During a low moment after another heated exchange, my quiet voice whispered: you just need some yellow. Can anyone relate to this? Needing a color?
The acacia trees were in peak bloom and from past experience I knew they were an easy dye for an easy dose of yellow. I convinced one of my boys, the one who successfully pushed all my buttons, to go on a walk -a mission- to collect flowers.
The day was sunny and warm, a break from the relentless rain that ended our California drought. During our 15 minute walk, the morning’s tension eased back into carefree conversation. We found the trees and plotted the best method of grabbing branches just out of reach, trimming off those blooms still bright with pollen.
“Mom, I got this,” he said as he pulled a knife from his pocket.
“What are you doing with that?!?”
“Mom. You never leave the house without your knife. ”
I will admit, it did come in handy.
Once we returned, I sat outside on the back patio and began ripping blooms from stems. I settled into a rhythm: watching puffs of yellow slowly fill the jar, listening to the kids chatting in the background. The arguing between them, and us, had paused. The tension from my shoulders eased. My mind slowly released a build-up of those “I’m totally screwing up this parenting thing” thoughts. My breathing settled.
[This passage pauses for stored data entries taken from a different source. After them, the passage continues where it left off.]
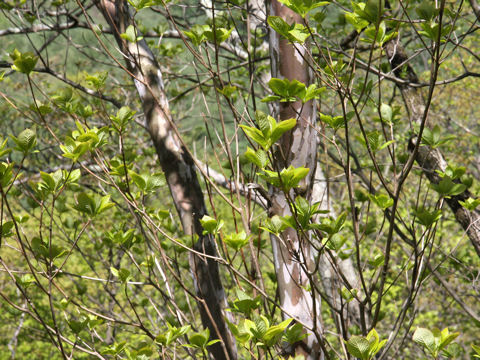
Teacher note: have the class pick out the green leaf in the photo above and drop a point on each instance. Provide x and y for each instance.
(130, 34)
(23, 62)
(335, 122)
(295, 33)
(141, 4)
(470, 204)
(433, 137)
(25, 141)
(446, 187)
(91, 205)
(358, 346)
(382, 201)
(426, 217)
(477, 350)
(237, 240)
(424, 337)
(288, 179)
(302, 7)
(6, 229)
(281, 128)
(426, 10)
(273, 333)
(221, 34)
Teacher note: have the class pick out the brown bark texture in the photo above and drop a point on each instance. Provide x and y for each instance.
(180, 173)
(298, 147)
(430, 159)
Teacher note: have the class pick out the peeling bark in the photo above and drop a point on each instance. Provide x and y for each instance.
(297, 148)
(429, 159)
(180, 173)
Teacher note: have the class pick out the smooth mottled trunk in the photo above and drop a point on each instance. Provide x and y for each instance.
(430, 160)
(180, 173)
(297, 148)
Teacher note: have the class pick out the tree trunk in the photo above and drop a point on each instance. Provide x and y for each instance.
(297, 148)
(430, 160)
(180, 173)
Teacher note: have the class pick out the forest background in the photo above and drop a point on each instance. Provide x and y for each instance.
(239, 179)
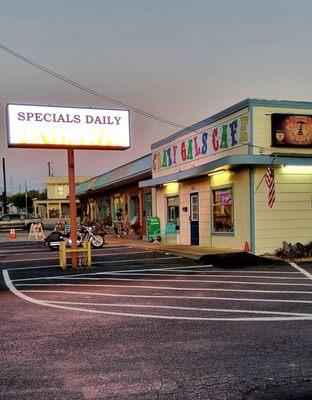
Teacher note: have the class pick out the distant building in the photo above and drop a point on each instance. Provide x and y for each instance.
(115, 199)
(57, 204)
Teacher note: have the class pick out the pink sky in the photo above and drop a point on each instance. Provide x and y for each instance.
(177, 59)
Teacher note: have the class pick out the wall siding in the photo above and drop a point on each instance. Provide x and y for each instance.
(290, 218)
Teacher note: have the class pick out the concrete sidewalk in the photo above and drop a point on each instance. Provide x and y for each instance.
(188, 251)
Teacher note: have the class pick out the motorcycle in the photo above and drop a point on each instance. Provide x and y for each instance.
(84, 233)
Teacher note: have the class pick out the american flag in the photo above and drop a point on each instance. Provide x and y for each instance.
(270, 181)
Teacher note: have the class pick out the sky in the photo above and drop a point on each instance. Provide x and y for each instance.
(177, 59)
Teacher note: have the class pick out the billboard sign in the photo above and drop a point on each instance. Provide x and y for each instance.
(291, 130)
(40, 126)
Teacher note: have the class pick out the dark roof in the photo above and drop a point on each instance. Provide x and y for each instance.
(130, 172)
(231, 110)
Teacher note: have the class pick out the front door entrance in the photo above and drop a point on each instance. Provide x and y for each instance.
(194, 216)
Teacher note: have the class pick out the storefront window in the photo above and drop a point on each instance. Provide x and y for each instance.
(148, 204)
(223, 210)
(173, 213)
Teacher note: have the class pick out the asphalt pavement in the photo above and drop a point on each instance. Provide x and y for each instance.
(142, 324)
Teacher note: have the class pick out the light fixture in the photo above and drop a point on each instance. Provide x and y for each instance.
(221, 171)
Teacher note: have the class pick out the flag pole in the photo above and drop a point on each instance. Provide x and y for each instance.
(272, 162)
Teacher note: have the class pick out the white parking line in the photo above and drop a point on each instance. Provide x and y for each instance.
(77, 277)
(181, 308)
(157, 287)
(47, 304)
(167, 297)
(36, 250)
(190, 276)
(306, 273)
(54, 257)
(111, 261)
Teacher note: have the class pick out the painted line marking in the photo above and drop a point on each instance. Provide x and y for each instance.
(182, 308)
(53, 257)
(166, 297)
(97, 273)
(189, 276)
(174, 269)
(77, 277)
(38, 302)
(306, 273)
(157, 287)
(43, 248)
(105, 262)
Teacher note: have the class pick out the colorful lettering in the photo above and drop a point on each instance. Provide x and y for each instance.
(204, 142)
(197, 148)
(215, 141)
(183, 151)
(243, 129)
(224, 142)
(169, 157)
(164, 163)
(175, 154)
(154, 162)
(233, 127)
(190, 149)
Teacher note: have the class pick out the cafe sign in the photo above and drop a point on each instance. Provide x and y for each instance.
(228, 135)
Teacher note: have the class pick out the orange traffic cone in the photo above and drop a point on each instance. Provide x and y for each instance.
(246, 247)
(12, 234)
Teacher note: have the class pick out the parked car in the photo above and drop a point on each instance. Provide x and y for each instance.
(16, 221)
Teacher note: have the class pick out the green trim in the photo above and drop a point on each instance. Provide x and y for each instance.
(251, 136)
(252, 210)
(228, 161)
(210, 120)
(247, 103)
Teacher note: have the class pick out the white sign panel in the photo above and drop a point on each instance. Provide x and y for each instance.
(66, 127)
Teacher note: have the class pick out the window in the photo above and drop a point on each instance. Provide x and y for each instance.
(173, 213)
(15, 217)
(148, 204)
(223, 210)
(60, 191)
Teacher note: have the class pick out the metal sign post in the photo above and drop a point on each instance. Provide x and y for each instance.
(72, 205)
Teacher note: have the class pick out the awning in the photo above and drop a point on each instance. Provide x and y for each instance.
(228, 162)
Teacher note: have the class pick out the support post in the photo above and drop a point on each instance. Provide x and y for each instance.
(5, 204)
(72, 205)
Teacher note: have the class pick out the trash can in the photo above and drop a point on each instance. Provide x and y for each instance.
(153, 228)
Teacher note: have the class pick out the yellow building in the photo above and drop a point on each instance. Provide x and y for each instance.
(56, 205)
(209, 179)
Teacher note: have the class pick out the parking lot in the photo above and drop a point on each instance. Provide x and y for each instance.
(190, 330)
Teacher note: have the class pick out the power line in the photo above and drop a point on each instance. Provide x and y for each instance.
(88, 90)
(102, 96)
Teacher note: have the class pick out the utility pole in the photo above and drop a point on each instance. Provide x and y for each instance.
(5, 206)
(50, 169)
(26, 199)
I didn’t measure the weight of my blossoms. I didn’t weigh my wool skein. No notes. Those numbers had no meaning for that moment. This was about the ritual: pour steaming water into the jar, watch the color change, feel the heat of the dye against my skin as I dunk and submerge it.
I left the jar in the sun, where it stayed warm, while I puttered around in the garden. By dinnertime, it was ready to be pulled. Keeping it in longer produces an amber yellow. But the color I needed in that moment was bright, mellow, cheerful.
This was a dye for the simple pleasure of the process. When you discover the thing that brings you joy, do that thing.